Catherine, a 49-year-old Seattle breast cancer survivor who asked that her last name not be used, told friends and family about her diagnosis, surgery and treatment but kept it from everyone but her boss and HR representative when it came to work. She didn’t want to be thought of as “the cancer patient.”
“I didn’t want to be judged by my cancer,” she says. “I wanted to be ‘normal’ somewhere in my life.”
“I hear that a lot,” says Schnur. “Women will say, ‘I didn’t want to be cancer girl.’ I didn’t want to be the sick person and have people ask, ‘How are you’ and do that sympathetic head nod.”
Other patients keep mum because they’re worried about how loved ones will react.
“They’re worried it might be a burden to others or they won’t be able to handle it,” says Schnur. “I hear that a lot with women who don’t want to tell their elderly parents.”
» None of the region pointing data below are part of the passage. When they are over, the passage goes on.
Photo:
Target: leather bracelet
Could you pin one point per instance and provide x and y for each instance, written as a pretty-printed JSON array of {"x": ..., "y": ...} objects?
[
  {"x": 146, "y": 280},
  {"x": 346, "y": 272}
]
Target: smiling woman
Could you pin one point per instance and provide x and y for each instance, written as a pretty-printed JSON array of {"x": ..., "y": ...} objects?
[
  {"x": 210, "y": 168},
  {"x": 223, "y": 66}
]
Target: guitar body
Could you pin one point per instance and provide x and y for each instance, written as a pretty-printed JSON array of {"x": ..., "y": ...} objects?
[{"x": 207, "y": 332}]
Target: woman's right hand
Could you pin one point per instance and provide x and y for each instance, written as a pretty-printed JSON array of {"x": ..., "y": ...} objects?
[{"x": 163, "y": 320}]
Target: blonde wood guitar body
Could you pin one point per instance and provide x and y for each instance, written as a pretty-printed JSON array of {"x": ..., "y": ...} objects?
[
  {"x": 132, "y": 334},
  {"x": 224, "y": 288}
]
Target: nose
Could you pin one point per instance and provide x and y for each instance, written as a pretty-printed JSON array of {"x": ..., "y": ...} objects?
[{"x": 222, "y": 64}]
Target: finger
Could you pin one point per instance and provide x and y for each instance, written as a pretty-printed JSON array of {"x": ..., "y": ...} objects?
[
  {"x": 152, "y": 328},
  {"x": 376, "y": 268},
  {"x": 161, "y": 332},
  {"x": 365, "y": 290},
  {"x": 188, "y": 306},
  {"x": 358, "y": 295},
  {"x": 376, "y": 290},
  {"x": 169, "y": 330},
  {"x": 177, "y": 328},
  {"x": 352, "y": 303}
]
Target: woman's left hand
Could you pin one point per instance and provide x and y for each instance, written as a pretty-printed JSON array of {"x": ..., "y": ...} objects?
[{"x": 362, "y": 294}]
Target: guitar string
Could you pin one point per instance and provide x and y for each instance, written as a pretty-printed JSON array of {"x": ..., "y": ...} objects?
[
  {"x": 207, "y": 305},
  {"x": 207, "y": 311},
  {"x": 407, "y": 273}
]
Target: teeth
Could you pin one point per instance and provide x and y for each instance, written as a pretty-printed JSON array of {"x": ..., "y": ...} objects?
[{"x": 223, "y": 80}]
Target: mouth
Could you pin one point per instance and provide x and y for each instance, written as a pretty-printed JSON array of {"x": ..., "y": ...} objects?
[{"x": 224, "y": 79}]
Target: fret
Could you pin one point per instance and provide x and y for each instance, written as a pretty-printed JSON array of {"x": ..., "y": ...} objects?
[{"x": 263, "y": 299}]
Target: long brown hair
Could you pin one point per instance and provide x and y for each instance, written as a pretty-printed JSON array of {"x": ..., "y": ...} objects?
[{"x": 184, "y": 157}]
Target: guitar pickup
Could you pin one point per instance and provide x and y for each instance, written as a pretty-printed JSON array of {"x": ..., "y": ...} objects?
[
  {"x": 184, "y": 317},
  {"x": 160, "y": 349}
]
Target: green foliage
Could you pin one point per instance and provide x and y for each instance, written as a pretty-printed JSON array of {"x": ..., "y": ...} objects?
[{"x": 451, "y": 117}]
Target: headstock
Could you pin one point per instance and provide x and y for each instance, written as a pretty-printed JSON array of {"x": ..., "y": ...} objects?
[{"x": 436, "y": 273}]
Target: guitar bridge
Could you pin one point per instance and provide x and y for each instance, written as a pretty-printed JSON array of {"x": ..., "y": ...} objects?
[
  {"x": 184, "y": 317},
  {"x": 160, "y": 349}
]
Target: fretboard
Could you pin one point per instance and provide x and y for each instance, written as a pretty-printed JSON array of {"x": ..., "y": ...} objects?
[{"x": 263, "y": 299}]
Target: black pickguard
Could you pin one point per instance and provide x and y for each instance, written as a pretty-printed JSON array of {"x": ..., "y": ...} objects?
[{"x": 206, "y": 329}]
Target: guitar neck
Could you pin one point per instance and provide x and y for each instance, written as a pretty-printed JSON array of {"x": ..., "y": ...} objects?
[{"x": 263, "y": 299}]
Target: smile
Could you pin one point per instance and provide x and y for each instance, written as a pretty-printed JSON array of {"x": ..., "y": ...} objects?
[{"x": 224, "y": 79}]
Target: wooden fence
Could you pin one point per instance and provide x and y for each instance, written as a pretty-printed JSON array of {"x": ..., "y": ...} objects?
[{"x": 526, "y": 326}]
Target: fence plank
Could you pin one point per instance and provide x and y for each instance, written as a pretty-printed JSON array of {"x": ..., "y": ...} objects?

It’s a legitimate concern. A 2008 study that interviewed 164 breast cancer survivors found many were thrust into the role of caretaker for emotionally overwhelmed friends and family.
“Some people are good judges of who can or can’t handle what,” says Schnur. “I don’t think secret keeping is always a bad thing. And there are levels of secret keeping. Some people never share their diagnosis. Others share it but never show up without a wig. It’s how you feel comfortable and how you want to be seen.”
But Sue Harden, a Los Angeles-based clinical psychologist and cancer survivor herself, cautions that secret cancer can be a double-edged sword.
“If you’re a private person, you aren’t going to be asked a lot of questions,” she says. “But [patients] may not be able to get the support they need. And they could get negative judgment because people don’t know what’s happening.”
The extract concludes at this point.